A credit card’s APR, or annual percentage rate, quantifies the cost of taking out credit. In other words, if you carry a balance beyond your credit card’s grace period, your APR will determine the amount of interest the card issuer can charge on that balance.
If you want to know whether a credit card has a good APR, compare it with the average credit card APR, which is currently above 16 percent. If the card’s APR is below the national average, that’s an excellent APR.
Even a credit card at the national average is a good option, especially if you’re looking at one of today’s best credit cards that comes with rewards, bonuses and perks. Try to avoid credit cards with APRs that are significantly above the national average. If you carry a balance on those cards, you could end up paying a lot of money in interest. That is why some 0 percent APR credit cards offer an introductory period where they do not charge you interest on your purchases.
Understanding how credit card interest works will help you choose the credit card that is likely to offer the best APR package. Here are some of the things to consider when looking at APRs:
What is a good credit card APR?
While it’s easy to say that you should always look for credit cards that offer APRs at or below the national average, a good purchase APR for you really depends on your credit score. People with below-average credit scores will likely be offered higher interest rates than people with good or excellent credit. This means that a good credit card interest rate for a person with fair credit is different from a good interest rate for a person with excellent credit.
If you want the best credit card APR possible, you might want to work on improving your credit score first. Once your FICO Score passes 670, your credit will move from “subprime” to “prime.” This means you’ll become eligible for prime interest rates. As your creditworthiness continues to improve, you’ll be more likely to receive good credit card APR offers from lenders.
How to compare credit card APRs
When you’re comparing credit cards, take a look at each card’s APR range. If you’re in the market for one of the top rewards credit cards, for example, you might be considering these two cards:
- Blue Cash Preferred® Card from American Express: 14.74 percent to 24.74 percent variable APR
- Chase Sapphire Preferred® Card: 16.24 percent to 23.24 percent variable APR
The lowest APR you can get with the Chase Sapphire Preferred is around the national average APR of 16 percent, but it’s two percentage points higher than the lowest APR you can get with the Blue Cash Preferred.

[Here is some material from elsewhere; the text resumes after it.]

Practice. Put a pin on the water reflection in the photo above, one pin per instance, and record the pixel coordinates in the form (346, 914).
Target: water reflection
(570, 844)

You’ll also want to check whether the credit card comes with an introductory APR on purchases and/or balance transfers. The Blue Cash Preferred Card, for example, comes with 12 months of 0 percent intro APR on purchases (then 14.74 percent to 24.74 percent variable APR) but not balance transfers. The Chase Sapphire Preferred, on the other hand, doesn’t have any 0 percent intro APR offers.
It’s also important to be aware of any penalty APR that may be applied if you miss a credit card payment. Both the Blue Cash Preferred and Sapphire Preferred may charge a penalty APR of 29.99 percent (variable).
Decide which factors are the most important to you and choose your credit card accordingly.
How to qualify for a good credit card APR
The best way to get a good APR is to practice good credit habits. Here are some actions you can take right now to improve your score:
- Make all of your credit card payments on time, every time. Payment history makes up 35 percent of your credit score, so make sure it’s positive.
- Avoid maxing out your credit cards. Keeping your balances low will improve your credit utilization ratio.
- Pay off as many of your outstanding balances as possible. Work toward becoming debt-free.
As your credit score improves, look for credit cards with low interest rates. The better your credit score, the better interest rates you’re likely to be offered. Paying off your balance each month is ultimately the best way to avoid interest entirely.
How to lower your credit card’s APR
There are two ways to lower your credit card’s APR. The first way to get a better APR on your credit card is by calling your credit card issuer and asking for a lower interest rate. If calling customer service and asking for a lower APR makes you nervous, keep in mind that a December 2020 survey from Bankrate.com found that 78 percent of cardholders who asked for a rate cut received one. If you’re having trouble making your monthly payments, your issuer may consider you for a hardship program. Sometimes, you just need to ask.
The other way to lower your credit card’s APR is by building your credit. In some cases, lenders will offer better interest rates—including promotional 0 percent APRs—to their most creditworthy customers. Even if your current credit card issuers don’t lower your APR as a response to your newly improved credit score, you’ll be more likely to receive good credit card APRs when you apply for new credit cards or loans.
The bottom line
Generally speaking, a good APR for a credit card is at or below the national average. A good APR for you, however, depends on your credit score. Work on getting your score as high as possible to gain access to credit cards with lower interest rates. If you want to avoid paying credit card interest, balance transfer credit cards can help you pay down your old balances interest-free—but the best way to avoid credit card interest is to never carry a balance at all.